In my experience the absolute worst case scenario in terms of code readability (assuming you haven't hired anyone completely incompetent) is when your dev team is twisting themselves in knots trying to adhere to linter rules when they should just trust their instincts about what is readable and what is not.
Having a standard style is valuable precisely because it's a waste of time to debate or care about this sort of thing. The value of being strict is that tools can do a strict formatting automatically with zero human input.
In other words, for this sort of style stuff, a formatter that everyone uses is much better than either a linter or a "trust your instincts" approach.
I can't upvote this enough.
We decided to go with a given set of rules for linting at the project start and problems due to limitations by the linter have been extremely rare, in which case we've updated the rules because we can motivate a change.
Of course, a tool like 'go fmt' is far superior to common linters, as most third party packages look the same as your own code.
> If the original title begins with a number or number + gratuitous adjective, we'd appreciate it if you'd crop it. E.g. translate "10 Ways To Do X" to "How To Do X," and "14 Amazing Ys" to "Ys." Exception: when the number is meaningful, e.g. "The 5 Platonic Solids."
> Otherwise please use the original title, unless it is misleading or linkbait.
If it needs to be done, and you are going to do it, then don't pollute the code base with your personal TODOs. I shouldn't see it, because it should be done by the time I get to it. If you want to put it in the code base, at least put your name in the TODO, so I know who to contact and remind that something was missed.

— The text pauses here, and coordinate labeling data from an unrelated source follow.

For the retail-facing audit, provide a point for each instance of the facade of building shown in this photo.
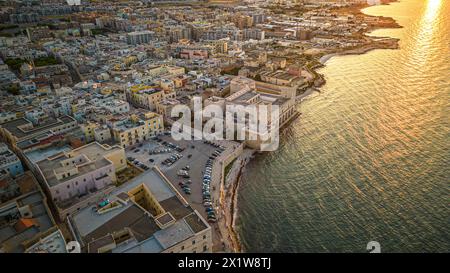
(145, 215)
(137, 128)
(25, 217)
(74, 178)
(9, 162)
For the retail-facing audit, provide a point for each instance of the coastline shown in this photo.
(229, 209)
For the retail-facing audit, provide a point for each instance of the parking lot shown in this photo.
(194, 154)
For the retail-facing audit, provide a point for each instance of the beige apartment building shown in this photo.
(145, 215)
(136, 128)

If there is something that needs to be done and you are not going to do it -- the code is the worst place to put it. Basically, what you are saying is that you have a design in mind and want someone else to finish it. If you really can't trust your coworkers to refactor the code and build good designs on their own, use a different communication mechanism. The better thing is to forget about your long term plans, leave the code as simple as you can and trust your coworkers.

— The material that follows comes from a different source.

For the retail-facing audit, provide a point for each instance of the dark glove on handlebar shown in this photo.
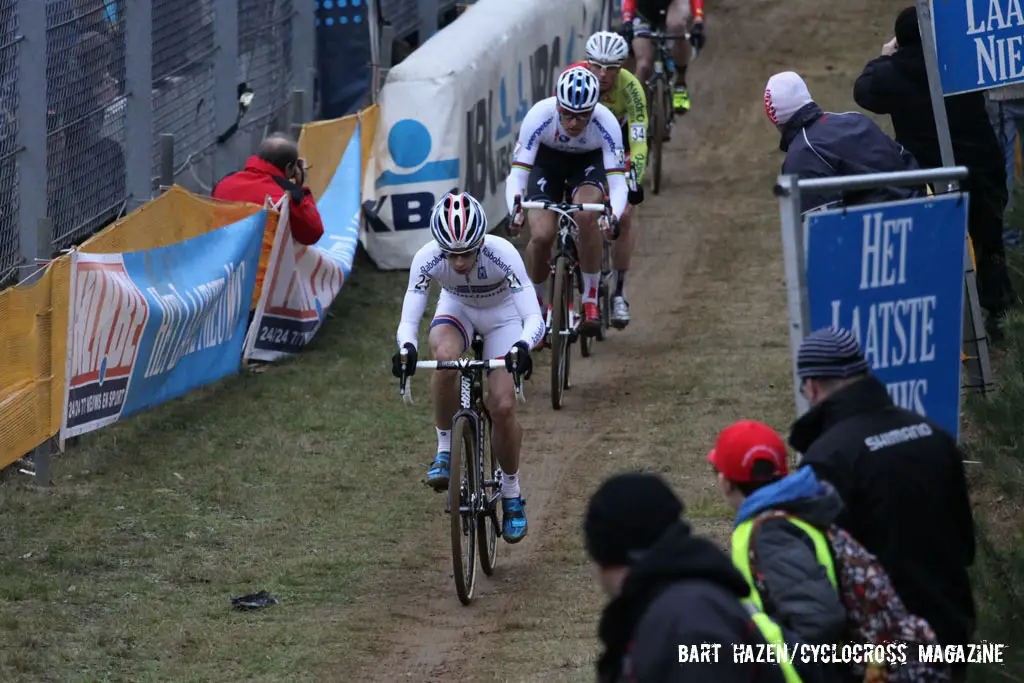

MySQL doesn't throw an exception or write to an error log when a query matches zero rows, seems silly to throw jQuery under the bus because the programmer doesn't understand a library.
More important than any of these tips is how to factor code so that it can combine in compact ways without multiplicative complexity with each option added. Without that continuing along any path will lead to an unmaintainable mess.

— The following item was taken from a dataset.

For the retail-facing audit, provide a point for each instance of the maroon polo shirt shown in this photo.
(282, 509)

But the question is: what if you consistently write poor code even when rewriting? Doing something again and again with no change is called insanity :)
Wow, that first link just seems like they're being incredibly pedantic. I seem to remember similar issues with Psychology Today previously, meh. None of these pop-psych rags are particularly good.
Some random thoughts:
#1 Anyone who has worked on a large code base knows it's littered with TODO comments. Either do it or don't do it.
#3 Yet again half of Knuth's quote. If performance matters don't wait. If it doesn't then it doesn't. But after the fact optimization rarely happens, is more expensive and won't get you there. Don't do unnecessary optimization at the end of the project and don't them them in the beginning either. The necessary ones need to be thought out in advance (choice of right data structure, algorithms, tools) and are difficult to change after the fact.
#4 Arguing about style isn't a good use of time. There has to be some measure of consistency/coherence in a code base but it's easy to take too far.
#7 There's a fine line between a best practice and a cargo cult. Don't do something just because it's a best practice. Do it because you understand the relationship between the practice, the circumstances, and the results.
#17 There's a positive side to personal attachment to the code. You care about it. Also did #34 just state the opposite?